135 pensieri riguardo “vicina e lontana

  1. Mi spiace ma questa volta non sono per niente d’accordo.
    Ti posso portare 2 esperienze assolutamente opposte a quella descitta da te:
    1) La madre del migliore amico di mio figlio, marocchino, celiaco, mi ha detto più volte quanto é contenta di essere in Italia, dove riceve gratuitamente dal comune gli alimenti senza glutine per i suoi figli (3 su 4 celiaci), dove in classe ci autotassiamo per permettere a suo figlio di partecipare alle gite con gli altri bambini, dove si insegna “storia delle religioni” (in modo che partecipino tutti), durante l’ora di religione, dove non ha dovuto comperare nulla per la nascita dell’ultimogenita, perchè ha ricevuto una valanga di regali da amici e vicini di casa.
    Ogni volta che va in Marocco porta regali per tutti, nonostante siano musulmani a mio figlio hanno fatto un regalo per la sua 1° comunione … se questa non è integrazione….
    2) Un’altra amica, egiziana, con una figlia disabile, mi ha raccontato quanto fosse in pena per la figlia fino a che non ha cominciato la scuola. Al suo paese sarebbe stata un’emarginata, qui ha un’insegnante di sostegno e riesce a stare al passo coi compagni, ha fatto passi da gigante, è perfettamente integrata, sempre invitata a casa di amichette italiane, e ora lei non ha più la paura per il futuro di sua figlia, che aveva quando è arrivata in Italia.

    Detto ciò …secondo me Hasem si sarebbe trovato benissimo anche in un asilo italiano!
    Secondo me di italiani razzisti non ce ne sono poi così tanti, solo che fanno tanto rumore…. soprattutto gridano molto i politici che li rappresentano!!

    Io non ho mai vissuto all’estero, ma da quello che leggo sui giornali non mi sembra che nel resto d’Europa gli stranieri vengano accolti a braccia aperte.
    Bo, forse la mai è una visione da povera provinciale, forse sono io che ho il paraocchi…..

  2. Sono contenta che sia arrivato il commento 46 della indo elasti lettrice! e certo che ci sono anche degli italiani a modo che cavoli!
    Ma vedi, signora inda del commento 46, io ho due cari amici indiani anche loro, dipendenti fao.

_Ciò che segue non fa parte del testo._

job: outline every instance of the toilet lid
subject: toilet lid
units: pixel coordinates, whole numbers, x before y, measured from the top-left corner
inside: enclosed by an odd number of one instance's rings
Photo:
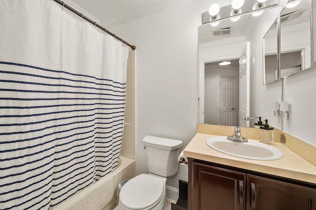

Succede qauesta cosa simpatica a loro, specie a lui: che la polizia lo ferma e lo tratta a pedate per via che è marroncino di pelle e magari veste trasandato e una volta l’hanno portato anche in commissariato. Poi scoprono che appunto è un tecnico della fao e giù scuse e scusette.
    Non so da cosa dipendano queste variazioni. Certo fa piacere che qualche d’uno si sia trovato bene!
    Ma siamo contenti che te hai un buon ricordo:)

  3. che l’Italia sia ULTIMA in classifica in quanto a strutture e ad assistenza alle mamme ed alle famiglie, è purtroppo vero.
    circa il razzismo, ragazze, parlare di Francia e Germania come paesi ACCOGLIENTI è da vere ignoranti.
    Mai sentito parlare dei problemi attualissimi della comunità turca in Germania, tanto per fare un esempio…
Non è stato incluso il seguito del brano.